今回のゲスト出演のコントラバス奏者のライブが始まった。
私は初めて出会ったベーシストのKさんという方で、素晴らしく上手い人だった。

作曲も手掛けるそうで自作からバロックのソナタ、ジャズ、民謡、なんでもござれ。
その音の豊かさに皆魅了された。
かつてコントラバスといえば、オーケストラの中でも不器用な楽器ということでソロ楽器とは思えなかったけれど、最近のコンバスはチェロをも凌ぐほどの達者な奏者が多い。
易々と高い音程も狂いなくこなしていくので、私は目が釘付け、耳も貼り付けになって聴き入った。

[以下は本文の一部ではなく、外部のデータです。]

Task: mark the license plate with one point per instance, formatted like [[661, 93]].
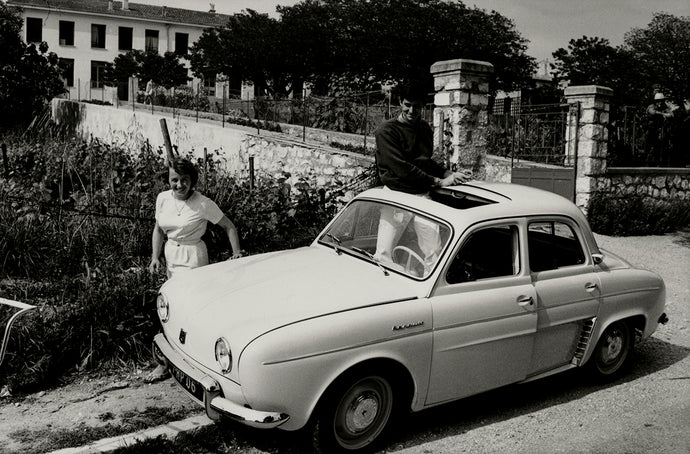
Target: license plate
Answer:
[[192, 386]]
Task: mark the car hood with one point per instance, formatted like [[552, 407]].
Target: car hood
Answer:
[[242, 299]]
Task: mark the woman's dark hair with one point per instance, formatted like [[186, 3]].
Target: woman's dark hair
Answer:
[[185, 167]]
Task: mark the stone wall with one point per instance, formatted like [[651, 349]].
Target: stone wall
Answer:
[[649, 183], [274, 153]]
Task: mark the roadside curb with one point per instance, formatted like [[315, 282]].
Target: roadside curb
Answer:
[[169, 430]]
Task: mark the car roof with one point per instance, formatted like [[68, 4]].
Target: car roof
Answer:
[[479, 201]]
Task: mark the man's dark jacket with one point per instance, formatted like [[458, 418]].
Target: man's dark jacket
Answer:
[[403, 156]]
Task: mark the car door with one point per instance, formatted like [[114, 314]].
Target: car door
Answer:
[[568, 290], [484, 314]]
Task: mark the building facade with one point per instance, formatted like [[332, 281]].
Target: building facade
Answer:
[[87, 34]]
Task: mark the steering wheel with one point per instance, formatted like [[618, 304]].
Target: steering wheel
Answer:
[[407, 264]]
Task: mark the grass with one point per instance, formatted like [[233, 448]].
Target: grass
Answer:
[[224, 437], [50, 439]]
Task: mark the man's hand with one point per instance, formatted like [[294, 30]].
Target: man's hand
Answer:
[[463, 176], [455, 178]]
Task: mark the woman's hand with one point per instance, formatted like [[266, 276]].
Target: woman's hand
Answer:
[[154, 266]]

しかし彼にとっては同じ演奏家からそんなに密着されるのは嫌だったようで、やりにくいと連発された。
私の友人にコントラバス奏者がいて、毎年北軽井沢のフェスティヴァルで弾いてもらっている。
彼女にもいつもソロの曲を弾いてもらうので嫌がられている。
それでもコンバスのあの豊かな響きを皆さんにお伝えしたいので、無理を言って頑張ってもらう。
コントラバスにはすべての響きが含まれていて、豊穣そのもの。
私は体が小さくなかったら、もう少し大きな楽器を弾きたかった。
例えばヴィオラ以上の大きさのものを。

そんなことで、水沢の今年のチェロフェスタはこの上なく楽しかった。
人の前で弾くことは非常なエネルギーを必要とするけれど、エネルギーを使うことで新たなエネルギーを産み出すことができる。
人間楽したらあかん!と帰りの新幹線の中で考えた。
死ぬまで勉強かあ、それは嫌だなあ。